I have just uploaded on SSRN a short new paper, which provides some initial thoughts on the new rules on exclusion, qualitative selection and short-listing in the 2011 proposal for a new public sector procurement Directive, as amended by the 30 November 2012 Compromise Text published by the Council. The assessment is based on a comparison with the equivalent rules under current Directive 2004/18/EC, as well as on the implementation difficulties that I envisage.
In the paper, I reach the following conclusions:
As this brief overview of the novelties
and changes proposed by the Compromise Text on the rules concerning exclusion,
qualitative selection and short-listing has shown, the Commission has presented
(and the Council is willing to allow for) reform proposals that aim to generate
some simplification and flexibilisation of the current rules. The Compromise
Text has also tried to clarify and improve the drafting of the current
Directives and to consolidate requirements and avoid duplication where
possible.
The search for flexibility
and simplification is particularly clear concerning the rules that aim to make
exclusion of economic operators a dynamic activity (§2.2), that increase the
scope and power for contracting authorities to seek clarifications and source
additional information from tenderers (§2.4), that allow for an evaluation of
the effectiveness of self-cleaning measures adopted by economic operators that
should otherwise be excluded (§3.3), or that allow for a ‘certificate-less’
qualitative selection of candidates, subject to an ex post verification of the self-declarations submitted (§4.5).

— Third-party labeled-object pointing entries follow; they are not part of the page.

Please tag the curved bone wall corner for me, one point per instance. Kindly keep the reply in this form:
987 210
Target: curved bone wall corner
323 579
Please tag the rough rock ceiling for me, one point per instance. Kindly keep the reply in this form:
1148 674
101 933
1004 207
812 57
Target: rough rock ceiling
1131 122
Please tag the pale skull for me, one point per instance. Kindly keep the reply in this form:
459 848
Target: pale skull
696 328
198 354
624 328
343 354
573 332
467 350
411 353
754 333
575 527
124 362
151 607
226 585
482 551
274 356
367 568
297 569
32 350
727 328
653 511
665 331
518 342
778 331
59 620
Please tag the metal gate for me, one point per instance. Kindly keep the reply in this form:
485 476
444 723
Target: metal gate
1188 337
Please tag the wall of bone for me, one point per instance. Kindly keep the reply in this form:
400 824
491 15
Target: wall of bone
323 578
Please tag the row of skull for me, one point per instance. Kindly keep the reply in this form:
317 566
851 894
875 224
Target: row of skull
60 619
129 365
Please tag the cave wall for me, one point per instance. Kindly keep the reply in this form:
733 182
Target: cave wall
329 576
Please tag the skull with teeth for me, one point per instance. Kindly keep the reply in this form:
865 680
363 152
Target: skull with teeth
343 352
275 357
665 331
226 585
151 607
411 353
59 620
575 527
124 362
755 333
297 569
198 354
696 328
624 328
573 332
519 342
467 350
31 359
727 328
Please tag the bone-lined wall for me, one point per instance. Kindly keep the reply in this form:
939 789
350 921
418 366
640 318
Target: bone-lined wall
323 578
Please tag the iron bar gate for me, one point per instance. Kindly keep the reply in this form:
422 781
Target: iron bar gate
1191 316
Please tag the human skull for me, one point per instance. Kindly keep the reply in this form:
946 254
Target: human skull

However, such flexibility does not come without risks and contracting
authorities must tread lightly if they want to avoid challenges based on potential
abuses of their (increased) administrative discretion. Moreover, the extent and
weight of the obligations derived from the principle of good administration are
expanding and this needs being duly taken into consideration.
There are also clear
indications of a clearer integration of public procurement and competition
rules (such as the possibility to exclude bid riggers, §3.2) and of the use of
public procurement as a lever to ensure compliance with social, labour and
environmental rules, in a classic example of pursuit of secondary (or
horizontal) considerations in procurement (§2.3). This shows that, despite the
search for simplification, the (asymmetrical) integration of public procurement
and other economic and non-economic policies by necessity depicts a more
complicated scenario that requires further professionalism and capacity
building in the Member States, as well as more cooperation between contracting
authorities and other competent authorities, such as national competition or
environmental agencies.
All in all, in my view, EU
public procurement regulation continues becoming more and more sophisticated
(and complicated), the Compromise Text does not solve all problems and creates
some new and, consequently, public procurement litigation will continue playing
a key role in the clarification of the applicable rules.